If you have an authentication scheme that relies on some level of the client's IP (Internet Protocol Address) maintaining state during the process then you should be aware of the potential that the client IP is different between regular HTTP and HTTPS (Secure HTTP) when that client is accessing from a 3G/4G data network. A real world example: on the first request/page-view on HTTP, you may see the client IP as 166.137.82.247 and on the second from HTTPS you may see 166.137.88.49.
Often an authentication scheme will use that IP address as a partial internal key or as additional verification to increase security and limit DOS (Denial-of-Service) attacks. An authentication scheme that relies on that IP address remaining the same at any given point, will have to be adjusted for the behavior of phone data networks.
There are four strategies to adjust.
First, if reasonable and not truly needed, is to adjust the scheme to abandon IP address as a key or verification step altogether.
The second, noticeably adopted by many sites, would be to use HTTPS for all requests/page-views after initial log-in. In that case, all the requests end up coming from a constant IP address.
The third alternative is to maintain the mapping from HTTP-IP-Address to HTTPS-IP-Address back to HTPP-IP-Address. In this case, the scheme would consider that a valid transition if it ends up back where it started from. Any transition in a reasonably short time frame would not be suspect.

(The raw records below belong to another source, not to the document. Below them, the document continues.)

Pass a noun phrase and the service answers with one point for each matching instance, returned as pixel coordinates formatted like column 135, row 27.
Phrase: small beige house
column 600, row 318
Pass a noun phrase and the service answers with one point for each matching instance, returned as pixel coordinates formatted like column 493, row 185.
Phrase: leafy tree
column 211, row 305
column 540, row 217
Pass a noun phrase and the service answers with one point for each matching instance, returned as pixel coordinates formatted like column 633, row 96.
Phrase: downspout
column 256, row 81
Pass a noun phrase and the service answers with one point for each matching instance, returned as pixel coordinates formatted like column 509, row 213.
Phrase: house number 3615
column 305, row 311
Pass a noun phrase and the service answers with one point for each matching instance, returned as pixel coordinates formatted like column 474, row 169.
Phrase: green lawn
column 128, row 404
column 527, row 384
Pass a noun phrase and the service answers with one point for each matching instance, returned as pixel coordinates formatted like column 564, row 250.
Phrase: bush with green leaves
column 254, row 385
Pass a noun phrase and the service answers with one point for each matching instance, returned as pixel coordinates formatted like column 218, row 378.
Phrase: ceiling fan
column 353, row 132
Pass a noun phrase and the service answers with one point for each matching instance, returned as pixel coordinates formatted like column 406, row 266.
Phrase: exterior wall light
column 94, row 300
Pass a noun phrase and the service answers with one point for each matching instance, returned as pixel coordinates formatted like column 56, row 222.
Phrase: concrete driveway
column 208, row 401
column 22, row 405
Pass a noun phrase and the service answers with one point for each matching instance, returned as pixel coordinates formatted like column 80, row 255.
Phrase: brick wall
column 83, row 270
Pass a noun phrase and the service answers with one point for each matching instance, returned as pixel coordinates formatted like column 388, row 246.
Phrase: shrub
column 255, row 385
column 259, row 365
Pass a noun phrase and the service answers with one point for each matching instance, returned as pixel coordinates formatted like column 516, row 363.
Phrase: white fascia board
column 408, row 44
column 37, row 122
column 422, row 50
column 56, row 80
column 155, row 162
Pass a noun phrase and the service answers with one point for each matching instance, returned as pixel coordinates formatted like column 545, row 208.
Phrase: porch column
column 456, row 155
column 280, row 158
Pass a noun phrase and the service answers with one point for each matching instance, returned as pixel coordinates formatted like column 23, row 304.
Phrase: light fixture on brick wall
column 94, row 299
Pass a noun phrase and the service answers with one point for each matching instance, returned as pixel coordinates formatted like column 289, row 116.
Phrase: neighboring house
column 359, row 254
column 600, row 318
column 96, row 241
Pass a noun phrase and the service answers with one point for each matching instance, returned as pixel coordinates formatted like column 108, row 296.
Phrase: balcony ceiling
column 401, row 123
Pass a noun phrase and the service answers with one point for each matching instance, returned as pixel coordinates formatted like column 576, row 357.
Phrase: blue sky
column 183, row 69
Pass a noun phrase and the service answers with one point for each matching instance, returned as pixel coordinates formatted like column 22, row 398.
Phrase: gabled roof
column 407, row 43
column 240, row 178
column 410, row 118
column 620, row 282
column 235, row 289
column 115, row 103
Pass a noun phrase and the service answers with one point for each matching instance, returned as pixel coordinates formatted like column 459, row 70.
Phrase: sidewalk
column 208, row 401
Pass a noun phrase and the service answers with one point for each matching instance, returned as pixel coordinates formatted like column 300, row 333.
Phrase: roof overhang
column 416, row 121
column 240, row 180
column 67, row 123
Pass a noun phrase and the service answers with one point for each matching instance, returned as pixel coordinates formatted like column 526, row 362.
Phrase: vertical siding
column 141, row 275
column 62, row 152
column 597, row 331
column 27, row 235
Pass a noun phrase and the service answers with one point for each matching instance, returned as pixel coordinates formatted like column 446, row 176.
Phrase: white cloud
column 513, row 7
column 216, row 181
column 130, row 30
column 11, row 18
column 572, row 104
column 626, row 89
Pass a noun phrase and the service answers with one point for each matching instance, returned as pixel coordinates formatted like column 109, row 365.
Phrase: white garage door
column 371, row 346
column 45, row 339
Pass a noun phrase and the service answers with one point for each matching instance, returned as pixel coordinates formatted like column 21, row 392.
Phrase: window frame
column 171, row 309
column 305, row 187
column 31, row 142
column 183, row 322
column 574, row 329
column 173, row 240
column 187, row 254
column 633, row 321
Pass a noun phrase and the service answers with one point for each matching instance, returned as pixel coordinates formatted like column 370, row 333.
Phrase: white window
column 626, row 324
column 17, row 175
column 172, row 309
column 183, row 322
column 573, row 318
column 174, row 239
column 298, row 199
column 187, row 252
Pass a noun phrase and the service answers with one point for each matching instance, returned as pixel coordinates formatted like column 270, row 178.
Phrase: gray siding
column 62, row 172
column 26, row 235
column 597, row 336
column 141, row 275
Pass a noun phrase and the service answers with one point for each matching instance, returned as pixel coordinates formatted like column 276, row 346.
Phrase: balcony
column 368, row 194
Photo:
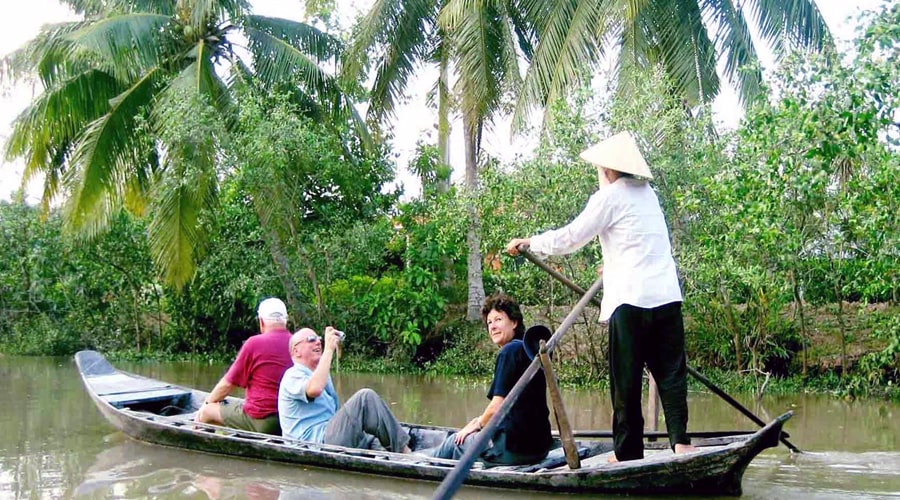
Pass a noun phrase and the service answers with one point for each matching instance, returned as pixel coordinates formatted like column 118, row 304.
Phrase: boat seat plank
column 125, row 399
column 119, row 383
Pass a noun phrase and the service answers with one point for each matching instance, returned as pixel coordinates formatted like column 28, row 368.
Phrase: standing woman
column 524, row 435
column 641, row 297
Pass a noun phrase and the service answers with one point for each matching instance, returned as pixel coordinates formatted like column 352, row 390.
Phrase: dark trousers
column 654, row 337
column 496, row 454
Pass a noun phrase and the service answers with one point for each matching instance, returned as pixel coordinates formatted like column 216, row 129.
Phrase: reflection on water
column 55, row 444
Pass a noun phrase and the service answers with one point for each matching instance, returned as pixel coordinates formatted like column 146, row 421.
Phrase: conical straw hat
column 619, row 152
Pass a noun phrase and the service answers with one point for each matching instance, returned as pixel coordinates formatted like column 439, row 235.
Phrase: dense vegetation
column 786, row 231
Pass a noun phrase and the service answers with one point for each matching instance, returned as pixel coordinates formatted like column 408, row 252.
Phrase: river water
column 55, row 444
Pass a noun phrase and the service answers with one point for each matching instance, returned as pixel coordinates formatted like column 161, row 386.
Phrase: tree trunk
column 798, row 300
column 471, row 134
column 729, row 318
column 443, row 184
column 842, row 330
column 292, row 293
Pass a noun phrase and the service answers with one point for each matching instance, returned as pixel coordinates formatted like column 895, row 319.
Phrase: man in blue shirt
column 309, row 409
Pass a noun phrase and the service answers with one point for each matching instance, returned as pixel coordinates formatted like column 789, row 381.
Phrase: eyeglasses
column 312, row 337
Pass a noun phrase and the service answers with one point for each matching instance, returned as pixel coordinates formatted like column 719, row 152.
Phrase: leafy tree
column 483, row 41
column 687, row 38
column 135, row 109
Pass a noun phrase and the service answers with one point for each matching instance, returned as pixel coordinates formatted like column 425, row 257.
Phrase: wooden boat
column 161, row 413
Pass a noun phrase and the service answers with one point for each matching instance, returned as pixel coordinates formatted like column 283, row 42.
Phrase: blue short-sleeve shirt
column 300, row 417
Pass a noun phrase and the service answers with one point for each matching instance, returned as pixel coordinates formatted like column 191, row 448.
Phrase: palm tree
column 135, row 109
column 407, row 34
column 685, row 37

The forth option is to loosen the rules of IP match to only use the first two octets of the IP address to match. In other words to only key off the Class B. So in the above example, 166.137.*.* does indeed match 166.137.*.*. Again, any authentication across a Class B in a reasonably short time frame would be considered valid.
Moreover if you are using a Geo IP look-up database already when servicing a request then for both the third and fourth options you can also only allow that variant behavior from those known data networks.
As an interesting aside, if one was so inclined to try to measure how many users are actually using a given resources from a data network, even a service that doesn't normally use HTTPS, then one can send a small request, such as an pixel/web beacon, to your service via HTTPS and see if the IP address in that request matches the IP address in the base HTTP. The ones that don't match are extremely likely to be from devices on a data network.